MARCHA HISTÓRICA: “la UNCuyo se defiende”

Publicado en Universidad Martes, 28 Agosto 2018 20:15

Este lunes comenzó la cuarta semana de paro en la UNCuyo, con una multitudinaria marcha donde confluyeron los dos sectores más dinámicos de la sociedad: los trabajadores y los estudiantes. Bajo la consigna «La UNCuyo se defiende» es que los gremios docentes, estudiantiles (secundarios y universitarios), personal de apoyo académico, estudiantes independientes, y todo aquel que está en contra de las medidas de ajuste que se están aplicando en la universidad argentina, concentraron en el Rectorado y dieron inicio a esta histórica movilización.

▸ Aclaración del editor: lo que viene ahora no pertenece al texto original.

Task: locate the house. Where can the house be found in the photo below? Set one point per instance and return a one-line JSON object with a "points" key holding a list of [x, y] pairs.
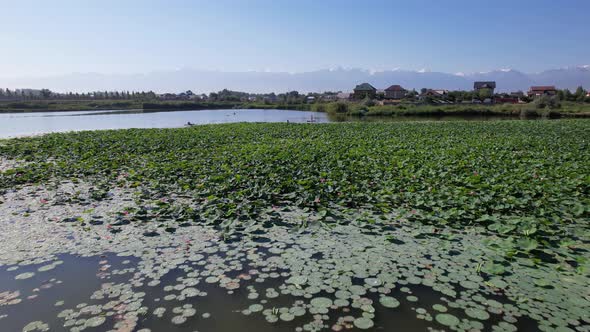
{"points": [[507, 100], [539, 91], [343, 96], [479, 86], [395, 92], [440, 93], [364, 90]]}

El recorrido llegó hasta Plaza Independencia, donde estaban marchando los docentes y estudiantes de los Institutos de Educación Superior de la provincia. Así fue como ambas movilizaciones devinieron en una sola, que marchó hacia casa de gobierno. Es que los ajustadores directos de la educación provincial son el gobernador Alfredo Cornejo y su ministro de educación, Jaime Correas. Y a pesar de que la responsabilidad de perjudicar el presupuesto y la calidad universitarios es exclusiva del gobierno de Mauricio Macri y las recetas del Fondo Monetario Internacional, la lucha por una educación pública, gratuita, de calidad, no deja de ser la misma, y los enemigos son todos distintas caras de la misma moneda.


Otra de las expresiones de estos enemigos de la educación pública dio la nota justamente cuando se manifestó la unidad de los dos reclamos. La Franja Morada, brazo universitario de este gobierno ajustador, se abrió de la movilización y no marchó a casa de gobierno (cabe destacar que un pedazo de esta agrupación marchó con Daniel Pizzi, una de las figuras más repudiadas de la marcha). Prefirieron quedarse en la Plaza Independencia, donde más tarde sesionaría el Consejo Superior de la UNCuyo, y donde se daría por terminada la movilización universitaria. Fue más fácil hacer oídos sordos de esta situación, que ir a hacerse los que le ponían las quejas a su jefe «el Alfredo».


Quienes si estaban dispuestos a denunciar a quienes golpean día a día nuestro derecho a la educación y a un salario digno, más allá de lo estrictamente jurisdiccional, lograron hacerse presentes tanto en Casa de Gobierno, como en la sesión del Consejo Superior.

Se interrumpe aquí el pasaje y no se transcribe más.